El caso Piriápolis: un convenio que quedó en la nada

Uno de los ejemplos más claros de la parálisis que denunció el exfuncionario en el ministerio encargado de la energía y la minería ocurrió en Maldonado. Inzaurralde había avanzado en un acuerdo con el alcalde nacionalista de Piriápolis, René Graña, para instalar un local permanente de artesanos en el balneario. El municipio se hacía cargo de los vidrios, la pintura y la seguridad, mientras que Dinamype ponía el marco institucional. Sin embargo, según Inzaurralde, la ministra Cardona «bochó» el convenio sin mayores explicaciones técnicas, lo que fue interpretado como una traba política.

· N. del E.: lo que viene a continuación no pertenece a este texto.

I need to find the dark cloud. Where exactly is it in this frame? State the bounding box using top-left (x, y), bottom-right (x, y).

Este tipo de situaciones fue desgastando la relación hasta que se volvió insostenible. Inzaurralde, a pesar de estar agradecido con el presidente Yamandú Orsi y el secretario de la Presidencia, Alejandro Sánchez, sintió que el Ministerio de Industria de Uruguay se había transformado en un lugar incómodo para trabajar. La pérdida de autonomía y la sensación de ser monitoreado en cada kilómetro recorrido por el país terminaron por devolver al dirigente a su actividad privada, dejando un hueco difícil de llenar en la articulación con el sector comercial.

Repercusiones políticas en un ministerio clave

La renuncia de una figura con el perfil de Inzaurralde no es un tema menor para el Ministerio de Industria de Uruguay. Su llegada representaba un puente directo con la micro y pequeña empresa, un sector que suele mirar con recelo la burocracia estatal. Al retirarse de esta manera, se envía una señal confusa a las cámaras empresariales del interior, que ven cómo un hombre de su riñón se va denunciando que no lo dejaron trabajar. Cardona, por su parte, deberá ahora rearmar su equipo en medio de cuestionamientos sobre su estilo de conducción.

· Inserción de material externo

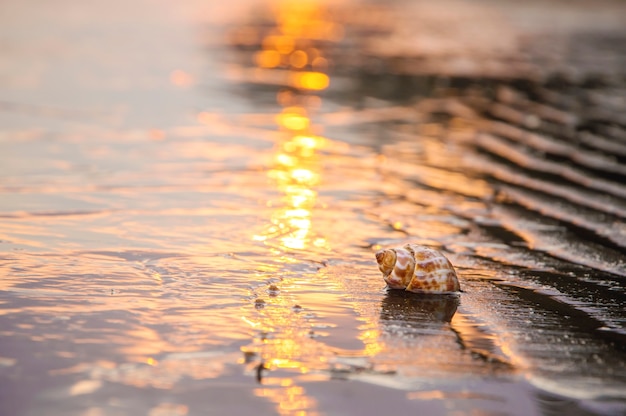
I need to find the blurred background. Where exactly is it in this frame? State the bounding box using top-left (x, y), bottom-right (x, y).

El Ministerio de Industria de Uruguay queda ahora bajo la lupa no por sus planes de energía o conectividad, sino por su capacidad para retener cuadros técnicos que no provienen estrictamente de la militancia partidaria. El portazo de Inzaurralde es el primer síntoma de una fricción que podría repetirse en otras áreas si el equilibrio entre la gestión y la política territorial no se ajusta. Mientras tanto, el exdirector ya prepara su regreso a Cambadu, dejando atrás una experiencia pública que terminó mucho antes de lo previsto y con un sabor amargo difícil de digerir.

¿Es posible llevar adelante una gestión técnica exitosa cuando los intereses de los diputados locales parecen pesar más que los convenios con los municipios?